South Korean Exports Fall to 14.7 Percent - The Lowest in Six Years

by Diana Tomale / Sep 03, 2015 10:22 AM EDT
(Photo by: Chung Sung Jun / Getty Images News) South Korea exports at its lowest after six years.

South Korea exports dive at 14.7% as of August this year - the lowest percentage ever recorded in six years. According to a report published Tuesday on The Wall Street Journal, this is a result of the slowdown in China, which is Korea's largest export destination.

The neighboring country covers a quarter of South Korea's shipments overseas, which mostly demands for goods. However, the second-largest economy worldwide is facing current market crisis and slowdown, which is expected to widely affect the export industry.

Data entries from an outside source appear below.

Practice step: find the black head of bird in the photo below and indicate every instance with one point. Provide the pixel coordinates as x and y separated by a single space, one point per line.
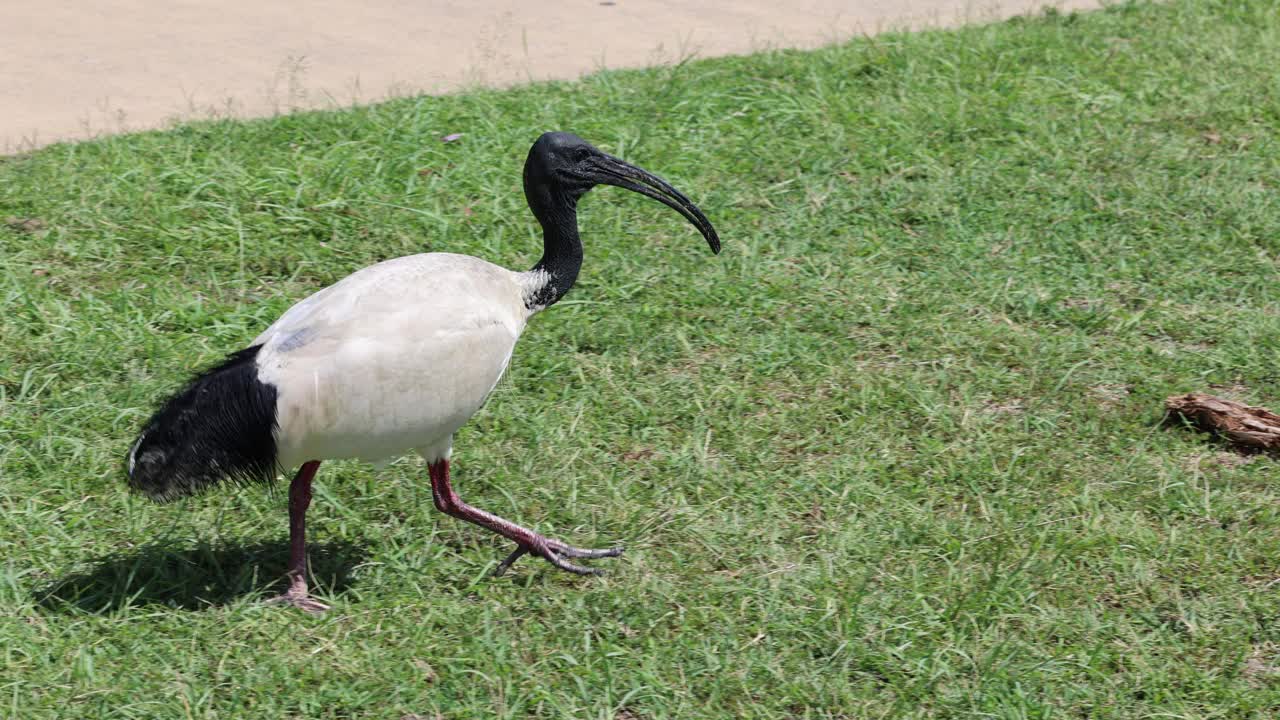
562 167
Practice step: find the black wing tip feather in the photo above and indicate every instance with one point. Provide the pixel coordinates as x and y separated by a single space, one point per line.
219 428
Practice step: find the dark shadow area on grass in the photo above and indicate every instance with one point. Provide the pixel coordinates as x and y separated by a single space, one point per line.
197 578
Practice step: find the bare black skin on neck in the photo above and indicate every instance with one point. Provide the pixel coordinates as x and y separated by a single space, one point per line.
561 168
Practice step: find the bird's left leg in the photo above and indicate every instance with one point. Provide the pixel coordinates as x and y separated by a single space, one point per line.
526 541
300 499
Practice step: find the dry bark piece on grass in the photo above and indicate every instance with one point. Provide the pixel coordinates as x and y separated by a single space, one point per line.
1246 427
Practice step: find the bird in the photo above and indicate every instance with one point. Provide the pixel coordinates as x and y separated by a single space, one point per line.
391 360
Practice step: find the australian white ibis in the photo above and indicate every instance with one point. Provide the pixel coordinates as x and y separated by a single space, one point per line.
392 359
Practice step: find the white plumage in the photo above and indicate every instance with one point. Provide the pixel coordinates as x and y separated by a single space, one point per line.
392 359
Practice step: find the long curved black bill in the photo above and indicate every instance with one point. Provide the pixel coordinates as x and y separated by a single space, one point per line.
612 171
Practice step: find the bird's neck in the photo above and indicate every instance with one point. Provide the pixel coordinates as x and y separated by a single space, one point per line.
562 256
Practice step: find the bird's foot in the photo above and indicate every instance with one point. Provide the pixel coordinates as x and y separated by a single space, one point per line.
301 600
554 552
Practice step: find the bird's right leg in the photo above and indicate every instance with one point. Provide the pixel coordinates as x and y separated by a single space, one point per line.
526 541
300 499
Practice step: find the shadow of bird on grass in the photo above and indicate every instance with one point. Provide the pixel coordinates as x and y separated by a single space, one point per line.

"It started with investment-related industries, but now consumer export items will also be challenged due to asset price correction in China," an economist at Morgan Stanley, Sharon Lam says. "China is going to export more which will compete directly with Korea in the global markets."

Aside from that, China's stock market has dropped, and resulting to a huge decrease in the prices of global shares.

"Korea is thus not only exposed directly to weaker Chinese demand but also to indirectly via the deteriorating global commodity sector," an economist at HSBC, Frederic Neumann, says.

The decrease of oil prices and the depreciation of Korean petrochemical and refined oil products are among the factors that contribute to the overall fall of South Korean exports, according to officials in Seoul.

The fall of exports, particularly shipments to neighboring China, should be considered a structural problem, according to the economist of Mirae Asset Securities, Park Hee Chan.

"China has increasingly no need for Korean-imported goods," he comments.

He adds that South Korea's refinery, steel industries and petrochemical will most likely be affected by the slumping exports.

Aside from this, shipbuilding companies, which have long been struggling financially, are affected. Daewoo Shipbuilding & Marine Engineering Co. will reportedly cut down around a third of its operations, which is one of its major overhaul strategies that include laying off employees, removing non-core assets and selling its headquarters.